Sometimes we hear Christians speak derogatorily about education. There is a certain strand of thinking that sees education as a secular pursuit, not worthy of a spiritual person’s pursuit. This should not be so. Education is good. It is a real privilege. It was, of course, Christians that brought about the first publicly available education systems in Europe and North America. In fact, until the 20thcentury education was almost exclusively the work of the church (source).
This is a natural outflow of a religion that values written Scripture, which appeals to thought, “’Come let us reason together’ says the LORD” (Isaiah 1:18). Christians are called to “be transformed by the renewal of [their] minds” (Romans 12:2). One who aspires to be righteous must be a careful thinker, “The heart of the righteous ponders how to answer” (Proverbs 15:28). Jesus appeals to his followers, “ Behold, I am sending you out as sheep in the midst of wolves, so be wise as serpents and innocent as doves.” (Matthew 10:16)
So what kind of education should Christian parents seek for our children? How can our children be equipped to reason, to transform their minds, to ponder their answers, and to be wise?
We might ask whether our public schools, with their professional educators, professional curriculum and established University pathways are the best option. They have a lot going for them. We might wonder if private schools are a better option. What about Charter schools that are Christian focused? They use the public-school curriculum, generally but have added Christian classes and spiritual emphases? Should our children perhaps be in explicitly Christian schools? Many believe that home-schooling is the best option. Then, when primary school is over, what should we encourage our children to do: Trade school? University? Bible College?
Before we can even consider these kinds of questions, I believe we need to embrace two foundational beliefs leading to two biblical principles, which will help us to make the right call when it comes to these questions. In this post I will cover the primary beliefs, and in a follow-up, I will cover the practical principles.
First, Christians should and do have a High View of Education.
Christianity is a thinking person’s religion. “To the spiritual man, knowledge is the principle thing.” Clement, a second-century church leader writes:
As a consequence, he applies himself to the subjects that provide training for knowledge. He takes from each branch of study its contribution to the truth. So, he studies the proportion of harmonies in music. In arithmetic, he notes the increasing and decreasing of numbers and their relations to one another [Studying] geometry, which is abstract logic, he comprehends a continuous distance and an unchanging essence that is different from these bodies. Again, through astronomy, he is mentally raised from the earth; he is elevated along with the heavens (ANF 2.498*)

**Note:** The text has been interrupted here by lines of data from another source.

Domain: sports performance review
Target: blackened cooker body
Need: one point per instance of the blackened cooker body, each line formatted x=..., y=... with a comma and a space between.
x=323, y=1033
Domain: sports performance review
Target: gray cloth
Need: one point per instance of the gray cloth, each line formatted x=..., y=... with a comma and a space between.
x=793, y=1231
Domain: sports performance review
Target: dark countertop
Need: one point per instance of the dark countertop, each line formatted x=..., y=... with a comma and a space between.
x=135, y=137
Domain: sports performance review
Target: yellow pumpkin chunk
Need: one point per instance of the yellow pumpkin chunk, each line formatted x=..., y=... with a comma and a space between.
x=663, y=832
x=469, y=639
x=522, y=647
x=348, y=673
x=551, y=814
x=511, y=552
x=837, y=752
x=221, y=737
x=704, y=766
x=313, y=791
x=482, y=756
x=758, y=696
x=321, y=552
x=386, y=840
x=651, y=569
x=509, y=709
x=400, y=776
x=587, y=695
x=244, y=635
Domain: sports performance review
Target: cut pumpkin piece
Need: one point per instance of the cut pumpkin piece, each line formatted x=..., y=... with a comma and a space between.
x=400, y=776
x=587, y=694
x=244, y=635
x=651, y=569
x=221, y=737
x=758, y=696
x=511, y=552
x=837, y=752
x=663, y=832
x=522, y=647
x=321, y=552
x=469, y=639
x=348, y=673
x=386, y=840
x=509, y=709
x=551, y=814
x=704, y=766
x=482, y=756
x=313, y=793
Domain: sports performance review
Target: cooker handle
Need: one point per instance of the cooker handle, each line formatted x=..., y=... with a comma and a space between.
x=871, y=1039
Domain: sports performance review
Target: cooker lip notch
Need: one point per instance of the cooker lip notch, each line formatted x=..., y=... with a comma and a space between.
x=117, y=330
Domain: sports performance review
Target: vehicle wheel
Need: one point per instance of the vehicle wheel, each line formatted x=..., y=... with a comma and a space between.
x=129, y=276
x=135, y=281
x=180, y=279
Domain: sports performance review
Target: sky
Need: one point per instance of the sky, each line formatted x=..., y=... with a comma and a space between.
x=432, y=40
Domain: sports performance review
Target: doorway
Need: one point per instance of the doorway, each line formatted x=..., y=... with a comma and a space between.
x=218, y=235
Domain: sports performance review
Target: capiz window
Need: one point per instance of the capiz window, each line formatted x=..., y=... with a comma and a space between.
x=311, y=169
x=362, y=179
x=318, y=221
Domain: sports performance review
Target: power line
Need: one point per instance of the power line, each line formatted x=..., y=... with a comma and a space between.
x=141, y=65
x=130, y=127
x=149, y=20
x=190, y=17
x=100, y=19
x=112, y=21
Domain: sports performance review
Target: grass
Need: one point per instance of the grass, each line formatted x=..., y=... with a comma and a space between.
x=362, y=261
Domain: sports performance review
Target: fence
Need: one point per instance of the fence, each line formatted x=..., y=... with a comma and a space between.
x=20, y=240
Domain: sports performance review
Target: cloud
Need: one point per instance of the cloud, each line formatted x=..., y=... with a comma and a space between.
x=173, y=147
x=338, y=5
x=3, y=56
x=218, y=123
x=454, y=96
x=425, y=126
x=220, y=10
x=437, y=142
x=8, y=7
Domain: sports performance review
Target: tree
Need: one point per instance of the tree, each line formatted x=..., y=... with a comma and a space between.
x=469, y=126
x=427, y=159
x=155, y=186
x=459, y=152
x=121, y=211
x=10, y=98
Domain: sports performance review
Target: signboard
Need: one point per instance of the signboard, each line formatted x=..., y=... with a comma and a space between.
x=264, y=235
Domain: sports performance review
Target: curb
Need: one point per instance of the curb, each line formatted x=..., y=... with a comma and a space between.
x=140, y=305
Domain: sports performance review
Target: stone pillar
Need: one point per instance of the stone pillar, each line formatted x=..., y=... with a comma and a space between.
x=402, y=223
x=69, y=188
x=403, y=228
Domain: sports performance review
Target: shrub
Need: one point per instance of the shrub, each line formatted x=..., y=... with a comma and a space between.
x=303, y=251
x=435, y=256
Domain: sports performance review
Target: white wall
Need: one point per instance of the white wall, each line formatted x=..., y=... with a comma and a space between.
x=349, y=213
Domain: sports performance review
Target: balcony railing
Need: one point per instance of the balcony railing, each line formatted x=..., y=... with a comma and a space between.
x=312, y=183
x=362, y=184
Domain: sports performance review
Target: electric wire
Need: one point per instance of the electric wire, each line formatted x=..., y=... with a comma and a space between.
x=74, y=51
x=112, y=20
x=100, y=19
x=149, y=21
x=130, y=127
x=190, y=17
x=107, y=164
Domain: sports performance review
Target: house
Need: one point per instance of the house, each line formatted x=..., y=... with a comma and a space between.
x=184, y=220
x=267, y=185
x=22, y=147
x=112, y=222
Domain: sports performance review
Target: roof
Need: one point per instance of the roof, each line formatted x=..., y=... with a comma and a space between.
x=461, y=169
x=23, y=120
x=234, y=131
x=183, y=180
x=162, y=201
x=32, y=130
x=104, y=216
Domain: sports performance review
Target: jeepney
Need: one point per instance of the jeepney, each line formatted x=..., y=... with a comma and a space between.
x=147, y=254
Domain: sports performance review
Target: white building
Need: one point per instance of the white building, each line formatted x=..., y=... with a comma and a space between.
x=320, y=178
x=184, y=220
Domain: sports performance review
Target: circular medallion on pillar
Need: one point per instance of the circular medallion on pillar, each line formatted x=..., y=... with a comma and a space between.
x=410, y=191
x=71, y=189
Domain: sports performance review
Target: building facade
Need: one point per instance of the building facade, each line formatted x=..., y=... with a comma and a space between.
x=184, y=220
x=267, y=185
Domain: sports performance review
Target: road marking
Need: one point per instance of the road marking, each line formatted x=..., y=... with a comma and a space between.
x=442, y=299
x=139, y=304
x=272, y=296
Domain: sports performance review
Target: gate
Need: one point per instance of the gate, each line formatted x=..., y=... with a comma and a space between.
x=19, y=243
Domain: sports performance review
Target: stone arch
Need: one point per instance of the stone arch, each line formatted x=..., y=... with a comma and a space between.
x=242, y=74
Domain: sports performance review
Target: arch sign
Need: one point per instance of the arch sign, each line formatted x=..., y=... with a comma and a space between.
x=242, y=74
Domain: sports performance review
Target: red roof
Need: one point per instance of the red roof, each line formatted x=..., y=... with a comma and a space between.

Clement is not alone. Fifty years later one of the most important thinkers in Christian history would quote a heretic, “Celsus has claimed that it is a saying of many Christians that ‘the wisdom of this life is a bad thing, but that foolishness is good.’” To this, he answered, “I have to answer that he slanders the Gospel.” In another place he writes, “Truly, it is no evil to have been educated. For education is the way to virtue” (ANF 4.402; 484).
The Reformers were equally convinced of the virtues of education. John Knox praised the education system in Calvin’s Geneva. When he had come into a place of influence in Scotland, education became a priority: “In 1559, Knox had expressed his clear vision for education in a reformed Scottish nation:
For the preservation of religion, it is most expedient that scholes be universally erected in all cities and chief townes, the oversight whereof to be committed to the magistrates and godly learned men of the said cities and towns. (Knox 1559)” (source).
Second, Christians Should and Do have a Christian view of Education.
We are blessed to live in a time and place where education is commonplace and universal. In fact, school is often compulsory in the Western world, “children must attend school from ages 6 to 16” (s. 13(1) of the School Act, RSA 2000, c S-3). But not all education is equally good. We have many options, public schools, private schools, Christian schools, charter schools, and home schools. We know that “It is no hinderance to the knowledge of God to be educated. Rather it is a help” (Origin, c AD 248 ANF, 4.484)
The Psalmist notes, “Children are a heritage from the LORD; the fruit of the womb a reward” (Psalm 127:3). Every child is planned by the Lord, and “fearfully and wonderfully made (Psalm 139:13). As parents, we are rewarded, or entrusted with the opportunity to raise God’s gifts, his wonderful creations.
That should give us some perspective. But God also tells us his purpose in the family. Malachi 2:15 reads, “Has not the one God made you? You belong to him in body and spirit. And what does the one God seek? Godly offspring.” (NIV).
As Christians we not live for ourselves, but “whether [we] eat or drink, or whatever [we] do, do all to the glory of God” (1 Corinthians 10:31). We do this because we are not our own, but are “bought with a price” (1 Corinthians 6:20).
We must form our views of education by these observations. Education decisions, therefore, begin with these foundational beliefs. First, education is good, and it should be pursued vigorously. Secondly, education must in some sense aim at the knowledge of God. In a follow-up post (soon to be linked) I give the principled I derive from this, and my personal opinions.